Selecting the AV TO USB2.0 device in Quick Time Player
MacOS System Report showing AV TO USB2.0 attached to USB.

Once you have digitized a tape with QuickTime Player, you can use iMovie, or whatever Mac video software you have to manipulate it. I used HandBrake convert it to MP4 to save space.

I also wanted to burn video to DVDs. (I know, DVDs are rapidly becoming obsolete. They are for my tech-challenged family.) The DVD-burning software I had used in the past has disappeared due to software rot. Apple’s iDVD isn’t a thing anymore, and the version of Toast I had doesn’t work anymore either. I ended up buying Toast DVD on the Mac App store. It was $19.99. There were some “free” or cheaper DVD burners, but I had more confidence in this one from Corel. It is working fine for me. It seems to be adequate for home movie DVDs.

* It turns out that ezCap was kind of a generic brand name used by many different Chinese video converters, some better than others.

Combining MPEG Movies

I was looking for a straight-forward way to concatenate separate MP4 (MPEG 4) movies into a single movie. I am novice at all things video. I have at my disposal just some basic tools: iMovie, QuickTime Player, QuickTime Player 7 and MPEG Streamclip.

iMovie seemed like overkill. I couldn’t find any hint of a “concatenate” or “append” menu item in QuickTime Player or MPEG Streamclip.

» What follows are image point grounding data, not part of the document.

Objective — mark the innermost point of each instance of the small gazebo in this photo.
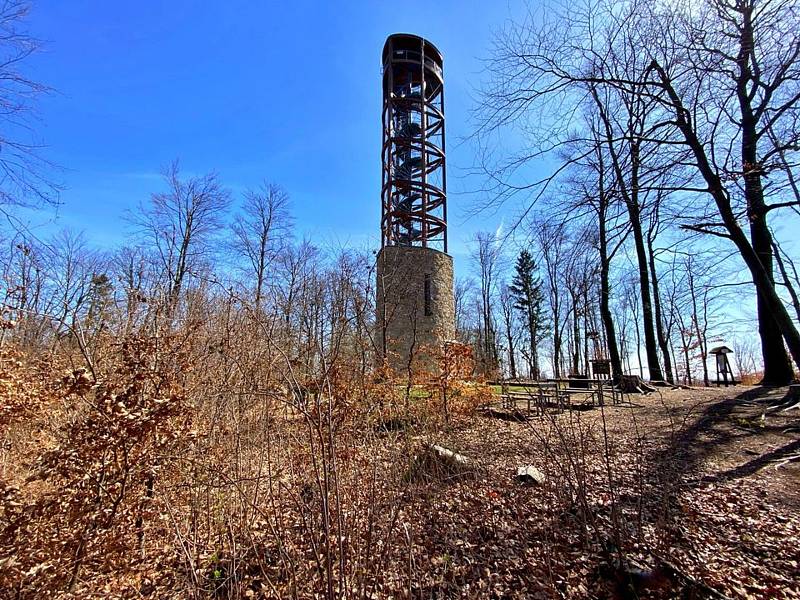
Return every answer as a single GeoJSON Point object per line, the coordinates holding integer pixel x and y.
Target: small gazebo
{"type": "Point", "coordinates": [724, 371]}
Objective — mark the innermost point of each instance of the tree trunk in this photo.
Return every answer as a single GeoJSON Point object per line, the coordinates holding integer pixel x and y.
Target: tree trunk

Totally by accident, I found the trick in MPEG Streamclip. If you open multiple files at once, by command-clicking or shift-clicking them in the open dialog, MPEG Streamclip treats the group as one big video — instantly concatenating them together. It does not open multiple windows, but opens them all together in a single window as though they were a single continuous file.

Hopefully, you have named them in such a way that the sort order represents the order you want them to appear in the final video. Now, all you have to do is export that combined video into whatever format  you want. It will take a while, but you didn’t have to fool around with trying to cut and paste video segments, which wasn’t working for me at all, anyway.